L'attaque de la Russie contre l'Ukraine il y a trois ans a été la pire violation des règles en Europe depuis la Seconde Guerre mondiale. La Suisse a mis du temps à adopter les sanctions européennes et refuse toujours d’autoriser la réexportation d’armes produites sur son sol vers l’Ukraine, invoquant sa neutralité.
La Conférence du Bürgenstock, organisée l’an dernier par Berne, devait redorer l’image du pays. Mais son impact a été limité, la Russie étant absente des discussions. Aujourd’hui, c'est Donald Trump qui initie un «processus de paix» avec Moscou, sans impliquer l’Ukraine ou l’Europe.
Tandis que cette initiative suscite la consternation en Europe – l’ancien secrétaire général de l'Otan Anders Fogh Rasmussen parle d'une «honte» –, la Suisse adopte un ton plus mesuré. Le Département fédéral des affaires étrangères (DFAE) salue cette dynamique, tout en insistant sur la nécessité d’inclure l’Ukraine dès le début du processus. Mais reste à savoir si ces remarques auront un quelconque impact sur la politique de Donald Trump.

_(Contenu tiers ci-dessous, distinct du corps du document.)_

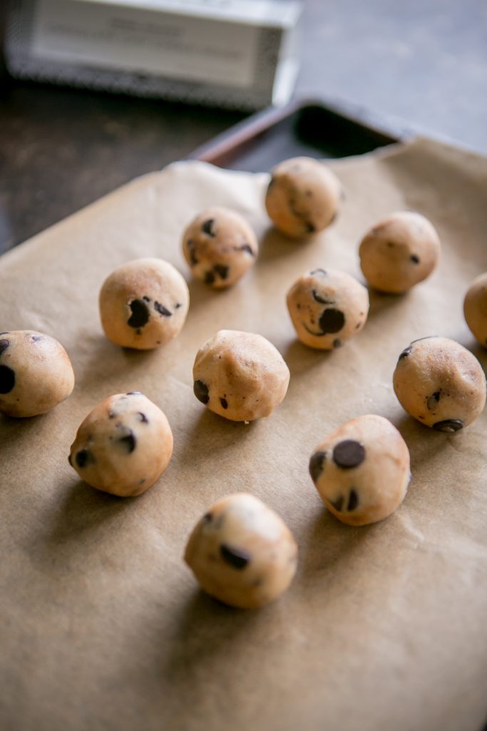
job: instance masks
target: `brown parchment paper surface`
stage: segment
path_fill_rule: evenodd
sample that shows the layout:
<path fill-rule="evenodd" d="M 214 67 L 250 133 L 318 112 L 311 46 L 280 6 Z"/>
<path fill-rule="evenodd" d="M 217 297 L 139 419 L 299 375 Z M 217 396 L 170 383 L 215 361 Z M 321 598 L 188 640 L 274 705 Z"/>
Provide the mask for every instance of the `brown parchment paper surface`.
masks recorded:
<path fill-rule="evenodd" d="M 401 350 L 438 334 L 486 352 L 464 324 L 470 280 L 487 270 L 487 159 L 420 139 L 333 162 L 346 198 L 305 243 L 269 225 L 268 176 L 177 163 L 139 178 L 0 260 L 1 330 L 58 339 L 76 374 L 45 416 L 0 417 L 0 727 L 22 731 L 478 731 L 487 711 L 487 417 L 437 433 L 407 417 L 392 389 Z M 189 220 L 229 205 L 258 235 L 256 265 L 232 289 L 191 281 Z M 437 270 L 403 297 L 371 294 L 362 333 L 326 354 L 299 344 L 285 295 L 310 268 L 361 279 L 358 242 L 397 209 L 429 217 Z M 138 257 L 172 262 L 189 283 L 180 336 L 123 350 L 104 336 L 98 292 Z M 291 383 L 269 418 L 245 425 L 195 398 L 198 347 L 217 330 L 259 333 Z M 175 452 L 143 496 L 82 482 L 67 461 L 79 423 L 105 397 L 143 391 L 166 412 Z M 413 480 L 391 518 L 348 527 L 308 476 L 314 447 L 353 417 L 401 430 Z M 214 501 L 250 491 L 299 545 L 291 589 L 258 611 L 204 595 L 182 561 Z"/>

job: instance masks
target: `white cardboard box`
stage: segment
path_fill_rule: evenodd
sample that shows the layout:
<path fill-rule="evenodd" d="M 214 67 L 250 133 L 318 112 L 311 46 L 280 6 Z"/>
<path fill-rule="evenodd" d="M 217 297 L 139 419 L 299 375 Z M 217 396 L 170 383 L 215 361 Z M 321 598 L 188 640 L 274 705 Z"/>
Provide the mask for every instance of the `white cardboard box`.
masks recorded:
<path fill-rule="evenodd" d="M 240 109 L 283 104 L 298 70 L 296 0 L 20 0 L 17 77 Z"/>

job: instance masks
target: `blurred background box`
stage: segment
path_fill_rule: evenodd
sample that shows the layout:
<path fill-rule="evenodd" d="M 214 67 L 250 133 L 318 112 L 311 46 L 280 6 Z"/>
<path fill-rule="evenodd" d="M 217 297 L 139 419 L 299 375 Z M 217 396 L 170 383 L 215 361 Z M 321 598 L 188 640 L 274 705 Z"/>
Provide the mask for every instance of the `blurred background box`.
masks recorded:
<path fill-rule="evenodd" d="M 288 101 L 294 0 L 18 0 L 6 61 L 20 79 L 253 110 Z"/>

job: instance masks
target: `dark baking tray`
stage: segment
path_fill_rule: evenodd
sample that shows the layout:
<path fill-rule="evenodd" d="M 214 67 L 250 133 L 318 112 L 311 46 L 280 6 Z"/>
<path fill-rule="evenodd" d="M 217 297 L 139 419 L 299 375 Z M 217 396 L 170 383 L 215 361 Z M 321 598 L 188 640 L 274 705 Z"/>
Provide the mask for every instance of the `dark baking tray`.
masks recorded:
<path fill-rule="evenodd" d="M 410 135 L 377 124 L 363 110 L 298 100 L 253 115 L 194 150 L 188 159 L 258 173 L 289 157 L 361 155 Z"/>

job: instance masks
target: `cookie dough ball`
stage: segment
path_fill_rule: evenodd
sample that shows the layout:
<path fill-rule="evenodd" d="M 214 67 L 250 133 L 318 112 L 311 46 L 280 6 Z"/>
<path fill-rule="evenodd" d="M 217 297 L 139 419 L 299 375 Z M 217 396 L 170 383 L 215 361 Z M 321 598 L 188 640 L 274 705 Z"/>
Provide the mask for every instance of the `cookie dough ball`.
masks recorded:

Sur les plans économique, culturel, linguistique et politique, l’UE est de loin le partenaire le plus important de la Suisse. La Confédération a largement profité de la stabilité offerte par l’UE, sans pour autant en être membre. Pourtant, les relations restent complexes, comme l’a montré le récent projet d’accord institutionnel.
Les opposants ont immédiatement attaqué ce «cadre 2.0», alors même que le texte intégral ne sera dévoilé qu’au printemps. Du côté des partisans, le silence est pesant, ce que regrette Karin Keller-Sutter, comme elle le confie au Temps. La présidente de la Confédération appelle les milieux économiques à se manifester.
Ses déclarations traduisent un certain scepticisme envers l’UE. Pour la députée socialiste Jacqueline Badran, la Suisse cherche à «s’attirer les faveurs de Trump» sans froisser Pékin, tout en prenant ses distances avec Bruxelles. Une stratégie viable dans un monde où les règles cèdent la place à une politique de puissance décomplexée? Rien n’est moins sûr. A force de vouloir ménager tous les camps, la Suisse pourrait bien finir isolée.